I have always been a big fan of organic gardening. I prefer not to use fertilizers or pesticides if at all possible. Before I married the Engineer, I always kept a compost heap. The Engineer won't hear of it, though, he firmly considers compost heaps to be rat cafeterias and messy, messy, messy. Now that I'm married, I get my compost in cubic foot bags and remember my glory days of homemade compost with nostalgia.
Ah, for the olden days in Charlotte, NC, when I was known as the Zoo-Poo Lady.

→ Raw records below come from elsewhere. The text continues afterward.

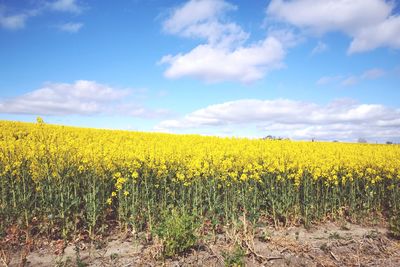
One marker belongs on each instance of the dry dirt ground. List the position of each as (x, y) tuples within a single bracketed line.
[(327, 244)]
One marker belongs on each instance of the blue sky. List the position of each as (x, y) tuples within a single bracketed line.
[(301, 69)]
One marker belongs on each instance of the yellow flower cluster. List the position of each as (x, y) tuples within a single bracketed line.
[(125, 155), (56, 163)]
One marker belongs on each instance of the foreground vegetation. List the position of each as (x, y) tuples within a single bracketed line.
[(59, 181)]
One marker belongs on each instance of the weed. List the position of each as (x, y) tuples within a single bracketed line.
[(234, 258), (177, 232)]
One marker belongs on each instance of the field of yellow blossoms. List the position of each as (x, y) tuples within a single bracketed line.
[(72, 179)]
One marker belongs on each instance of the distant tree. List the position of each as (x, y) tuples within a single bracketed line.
[(362, 140)]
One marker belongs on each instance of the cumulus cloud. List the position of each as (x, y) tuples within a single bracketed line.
[(244, 64), (65, 6), (370, 74), (72, 27), (329, 79), (319, 48), (341, 119), (13, 22), (18, 20), (81, 97), (225, 55), (370, 23)]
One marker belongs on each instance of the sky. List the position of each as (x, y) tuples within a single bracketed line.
[(299, 69)]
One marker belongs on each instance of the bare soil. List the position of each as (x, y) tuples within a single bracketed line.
[(328, 244)]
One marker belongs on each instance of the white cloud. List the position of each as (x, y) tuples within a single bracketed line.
[(371, 23), (349, 81), (212, 64), (319, 48), (13, 22), (224, 56), (385, 33), (65, 6), (71, 27), (18, 20), (81, 97), (202, 19), (373, 74), (329, 79), (342, 119), (370, 74)]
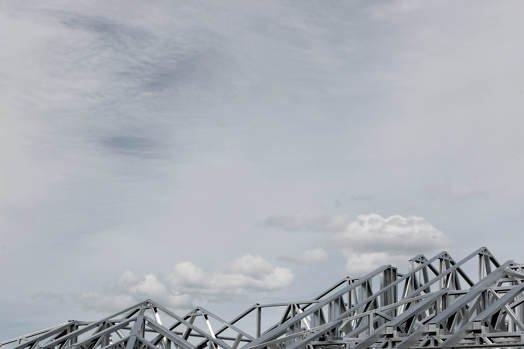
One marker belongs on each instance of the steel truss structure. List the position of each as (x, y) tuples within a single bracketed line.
[(437, 304)]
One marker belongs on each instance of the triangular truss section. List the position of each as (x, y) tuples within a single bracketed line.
[(438, 303)]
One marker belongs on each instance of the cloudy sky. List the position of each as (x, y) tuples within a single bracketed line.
[(221, 153)]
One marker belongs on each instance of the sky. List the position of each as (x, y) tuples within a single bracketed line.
[(224, 153)]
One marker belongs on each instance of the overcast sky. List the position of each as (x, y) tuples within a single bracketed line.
[(221, 153)]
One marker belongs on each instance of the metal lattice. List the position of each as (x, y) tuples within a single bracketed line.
[(437, 304)]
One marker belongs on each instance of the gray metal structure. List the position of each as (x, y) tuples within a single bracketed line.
[(436, 304)]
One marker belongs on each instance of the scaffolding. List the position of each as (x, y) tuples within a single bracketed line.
[(438, 303)]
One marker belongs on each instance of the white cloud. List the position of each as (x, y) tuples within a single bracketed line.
[(368, 241), (394, 235), (188, 284), (311, 256)]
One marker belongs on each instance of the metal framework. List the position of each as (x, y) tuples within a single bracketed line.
[(436, 304)]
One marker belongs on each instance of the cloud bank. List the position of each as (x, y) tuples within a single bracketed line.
[(368, 241), (187, 285)]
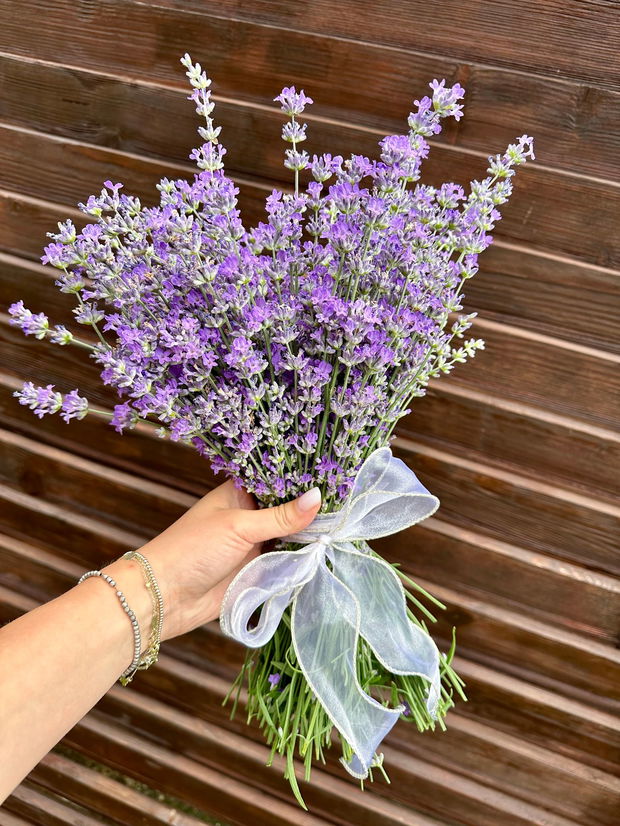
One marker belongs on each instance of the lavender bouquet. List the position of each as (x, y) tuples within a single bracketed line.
[(285, 354)]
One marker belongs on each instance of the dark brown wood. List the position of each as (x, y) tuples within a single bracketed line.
[(102, 794), (574, 129), (515, 284), (531, 39), (522, 445), (44, 808), (538, 191)]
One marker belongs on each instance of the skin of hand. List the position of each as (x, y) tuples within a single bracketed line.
[(193, 582), (58, 660)]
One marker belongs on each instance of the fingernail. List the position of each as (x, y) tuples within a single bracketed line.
[(309, 500)]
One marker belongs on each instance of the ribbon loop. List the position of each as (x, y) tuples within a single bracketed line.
[(360, 596)]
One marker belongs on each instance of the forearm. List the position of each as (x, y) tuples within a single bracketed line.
[(57, 661)]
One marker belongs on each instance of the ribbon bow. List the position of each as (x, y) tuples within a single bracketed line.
[(360, 595)]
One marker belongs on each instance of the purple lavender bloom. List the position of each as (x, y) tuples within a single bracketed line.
[(73, 406), (286, 352), (273, 680), (292, 102)]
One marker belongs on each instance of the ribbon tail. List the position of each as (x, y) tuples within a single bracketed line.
[(325, 630), (399, 645), (269, 580)]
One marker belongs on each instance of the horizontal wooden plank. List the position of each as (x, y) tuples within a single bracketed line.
[(536, 369), (555, 590), (512, 508), (568, 379), (46, 808), (26, 222), (194, 690), (540, 291), (530, 217), (498, 32), (58, 529), (103, 795), (479, 424), (473, 495), (538, 775), (60, 477), (529, 648), (572, 123), (517, 436), (14, 820), (516, 283), (432, 784), (69, 171), (255, 61)]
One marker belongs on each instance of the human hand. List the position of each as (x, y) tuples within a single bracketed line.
[(196, 558)]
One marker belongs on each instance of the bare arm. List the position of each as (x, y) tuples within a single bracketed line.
[(58, 660)]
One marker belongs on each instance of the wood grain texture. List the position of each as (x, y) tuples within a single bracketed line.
[(522, 445), (554, 38), (523, 286), (539, 192)]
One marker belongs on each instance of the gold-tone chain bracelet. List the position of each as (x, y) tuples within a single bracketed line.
[(150, 656)]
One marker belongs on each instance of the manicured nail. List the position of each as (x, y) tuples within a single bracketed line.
[(309, 500)]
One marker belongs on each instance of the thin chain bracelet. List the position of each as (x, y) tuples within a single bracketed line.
[(152, 653), (127, 675)]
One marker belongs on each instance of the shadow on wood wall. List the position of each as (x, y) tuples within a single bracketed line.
[(521, 445)]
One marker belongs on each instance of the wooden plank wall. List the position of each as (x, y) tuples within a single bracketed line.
[(521, 445)]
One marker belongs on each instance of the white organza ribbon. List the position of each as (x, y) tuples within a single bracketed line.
[(360, 595)]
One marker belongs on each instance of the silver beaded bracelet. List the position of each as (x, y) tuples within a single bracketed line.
[(137, 640)]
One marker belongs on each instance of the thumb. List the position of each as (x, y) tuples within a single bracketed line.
[(271, 523)]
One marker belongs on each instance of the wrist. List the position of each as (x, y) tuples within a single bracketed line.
[(129, 579)]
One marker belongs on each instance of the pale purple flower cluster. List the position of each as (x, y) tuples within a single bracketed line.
[(285, 352)]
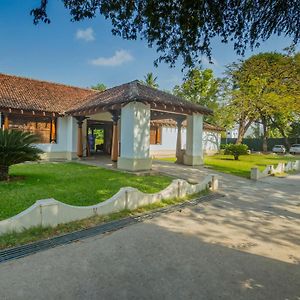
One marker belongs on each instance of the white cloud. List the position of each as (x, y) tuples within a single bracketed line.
[(85, 34), (120, 57), (206, 61)]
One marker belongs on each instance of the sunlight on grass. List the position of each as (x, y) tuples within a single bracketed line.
[(241, 167), (38, 233), (71, 183)]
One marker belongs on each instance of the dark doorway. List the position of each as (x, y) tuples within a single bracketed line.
[(99, 137)]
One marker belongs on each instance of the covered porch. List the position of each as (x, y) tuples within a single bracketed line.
[(128, 110)]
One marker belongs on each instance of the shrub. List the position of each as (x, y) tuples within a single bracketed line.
[(236, 150), (15, 148)]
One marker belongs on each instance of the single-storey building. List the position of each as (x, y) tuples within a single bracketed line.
[(66, 119)]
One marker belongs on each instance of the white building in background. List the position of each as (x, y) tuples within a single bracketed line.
[(66, 118), (163, 143)]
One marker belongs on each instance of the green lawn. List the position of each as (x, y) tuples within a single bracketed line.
[(71, 183), (242, 167)]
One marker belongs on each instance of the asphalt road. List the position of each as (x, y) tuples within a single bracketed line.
[(242, 246)]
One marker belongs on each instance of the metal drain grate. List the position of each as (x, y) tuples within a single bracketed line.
[(21, 251)]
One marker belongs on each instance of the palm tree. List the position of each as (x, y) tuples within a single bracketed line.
[(15, 148), (150, 80)]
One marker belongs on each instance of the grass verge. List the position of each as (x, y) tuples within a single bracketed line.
[(241, 167), (40, 233), (71, 183)]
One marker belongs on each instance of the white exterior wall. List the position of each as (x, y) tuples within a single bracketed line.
[(66, 141), (211, 142), (135, 137)]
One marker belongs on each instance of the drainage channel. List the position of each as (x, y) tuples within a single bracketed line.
[(25, 250)]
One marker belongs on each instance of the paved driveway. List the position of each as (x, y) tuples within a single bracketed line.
[(242, 246)]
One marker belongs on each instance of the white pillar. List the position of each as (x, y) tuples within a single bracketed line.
[(194, 152), (135, 137)]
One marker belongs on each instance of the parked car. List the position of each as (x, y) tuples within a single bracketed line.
[(279, 149), (295, 149)]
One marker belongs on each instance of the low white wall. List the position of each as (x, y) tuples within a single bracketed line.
[(50, 212), (211, 142), (270, 170), (66, 141)]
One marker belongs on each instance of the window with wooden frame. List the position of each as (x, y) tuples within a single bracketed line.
[(155, 135), (44, 128)]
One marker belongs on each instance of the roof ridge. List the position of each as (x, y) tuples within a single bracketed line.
[(47, 81)]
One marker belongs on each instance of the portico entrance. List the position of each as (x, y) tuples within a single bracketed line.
[(130, 108), (99, 137)]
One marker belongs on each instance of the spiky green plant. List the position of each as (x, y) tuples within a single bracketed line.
[(15, 148)]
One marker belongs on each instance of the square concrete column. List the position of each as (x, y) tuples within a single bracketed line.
[(135, 137), (194, 152)]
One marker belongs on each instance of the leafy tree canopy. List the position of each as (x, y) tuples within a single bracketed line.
[(265, 88), (185, 28), (201, 87), (151, 80)]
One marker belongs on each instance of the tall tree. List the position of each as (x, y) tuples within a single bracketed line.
[(201, 87), (99, 86), (184, 29), (265, 89), (150, 80)]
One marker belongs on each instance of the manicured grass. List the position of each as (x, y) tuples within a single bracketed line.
[(38, 233), (71, 183), (241, 167)]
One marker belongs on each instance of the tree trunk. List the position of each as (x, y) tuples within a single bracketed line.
[(243, 127), (3, 173), (265, 135)]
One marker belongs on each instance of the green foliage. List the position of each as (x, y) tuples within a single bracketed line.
[(33, 234), (243, 166), (236, 150), (185, 28), (71, 183), (15, 148), (100, 87), (150, 80), (265, 88), (201, 87)]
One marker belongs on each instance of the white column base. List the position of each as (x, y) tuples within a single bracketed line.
[(134, 164), (190, 160)]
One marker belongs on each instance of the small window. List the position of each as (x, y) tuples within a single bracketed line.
[(44, 128), (155, 135)]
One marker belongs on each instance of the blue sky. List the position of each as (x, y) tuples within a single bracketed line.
[(85, 53)]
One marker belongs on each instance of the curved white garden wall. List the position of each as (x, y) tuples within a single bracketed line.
[(270, 170), (50, 212)]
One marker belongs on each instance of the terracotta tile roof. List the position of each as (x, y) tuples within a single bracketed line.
[(172, 123), (136, 91), (36, 95)]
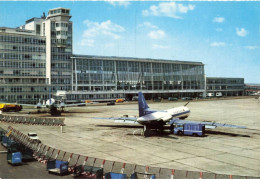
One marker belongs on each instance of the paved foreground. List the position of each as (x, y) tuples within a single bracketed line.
[(222, 151)]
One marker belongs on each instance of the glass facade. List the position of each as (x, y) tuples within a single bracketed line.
[(22, 68), (227, 86), (35, 61), (130, 74)]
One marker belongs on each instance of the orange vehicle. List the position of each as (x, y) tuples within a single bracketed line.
[(120, 100), (10, 107), (88, 101)]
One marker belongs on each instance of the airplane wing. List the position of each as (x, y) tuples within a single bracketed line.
[(207, 124), (132, 120), (72, 105), (62, 105)]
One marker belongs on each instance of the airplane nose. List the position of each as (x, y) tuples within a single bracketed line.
[(140, 119)]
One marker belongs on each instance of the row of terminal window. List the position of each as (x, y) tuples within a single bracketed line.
[(22, 56), (20, 39), (64, 11), (15, 64)]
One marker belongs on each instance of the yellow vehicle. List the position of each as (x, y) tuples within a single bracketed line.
[(10, 107), (88, 101), (120, 100)]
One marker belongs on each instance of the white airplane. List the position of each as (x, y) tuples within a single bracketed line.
[(53, 106), (153, 119)]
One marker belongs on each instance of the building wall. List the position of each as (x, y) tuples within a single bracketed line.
[(225, 86), (22, 67), (113, 74), (59, 36), (252, 89)]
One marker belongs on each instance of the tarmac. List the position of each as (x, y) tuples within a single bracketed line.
[(222, 151)]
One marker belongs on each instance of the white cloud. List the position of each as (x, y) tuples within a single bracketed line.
[(149, 25), (219, 19), (156, 34), (87, 42), (168, 9), (219, 29), (109, 45), (241, 32), (218, 44), (106, 28), (119, 3), (251, 47), (157, 46)]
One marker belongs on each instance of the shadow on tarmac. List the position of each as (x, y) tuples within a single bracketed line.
[(225, 133)]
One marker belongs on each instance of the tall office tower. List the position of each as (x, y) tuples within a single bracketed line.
[(22, 65), (58, 31), (35, 58)]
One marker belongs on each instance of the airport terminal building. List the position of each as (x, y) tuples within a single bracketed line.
[(221, 86), (36, 61)]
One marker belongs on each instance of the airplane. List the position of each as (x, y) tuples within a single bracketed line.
[(53, 105), (153, 119)]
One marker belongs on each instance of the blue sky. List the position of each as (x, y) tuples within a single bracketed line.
[(225, 36)]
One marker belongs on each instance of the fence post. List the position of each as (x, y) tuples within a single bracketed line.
[(172, 176)]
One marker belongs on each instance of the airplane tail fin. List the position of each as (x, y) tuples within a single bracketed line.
[(186, 103), (142, 105)]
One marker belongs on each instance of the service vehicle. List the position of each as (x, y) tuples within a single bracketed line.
[(191, 129), (210, 95), (57, 166), (111, 103), (14, 157), (34, 138), (172, 99), (10, 107), (120, 100), (219, 94)]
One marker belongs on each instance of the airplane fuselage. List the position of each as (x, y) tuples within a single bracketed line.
[(164, 116)]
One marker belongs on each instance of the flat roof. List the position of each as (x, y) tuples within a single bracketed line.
[(133, 59), (222, 78)]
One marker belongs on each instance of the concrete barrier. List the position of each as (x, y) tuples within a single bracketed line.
[(43, 152), (32, 120)]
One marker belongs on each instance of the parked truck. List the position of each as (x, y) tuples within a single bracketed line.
[(57, 166), (10, 107), (191, 129)]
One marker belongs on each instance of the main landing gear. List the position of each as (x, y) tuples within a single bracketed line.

Every year the circus came to town and every year when they left, they left behind industrial sized dumpsters loaded with pachyderm poop, liberally seasoned with zebra and horse apples and camel doo. The city got rid of it by inviting the public to dive on in and take home whatever they could carry. The "dive on in" part was quite literal. Close to a hundred people would show up with their pickup trucks, garbage cans, buckets, plastic bags, and mothers-in-law’s old Dodges and clamber into the steaming dumpsters, shovels flashing, to get their share of the black gold. The smell and the chaos were equally astonishing. I usually managed to emerge from the melee with my two garbage cans full and hauled them home in the hatchback. When I mixed that zoo poo in with the leaves and grass in the compost bin my heap really heated up! The neighborhood kids thought it was the funniest thing they'd ever heard of.
Somehow composted steer manure just ain't the same.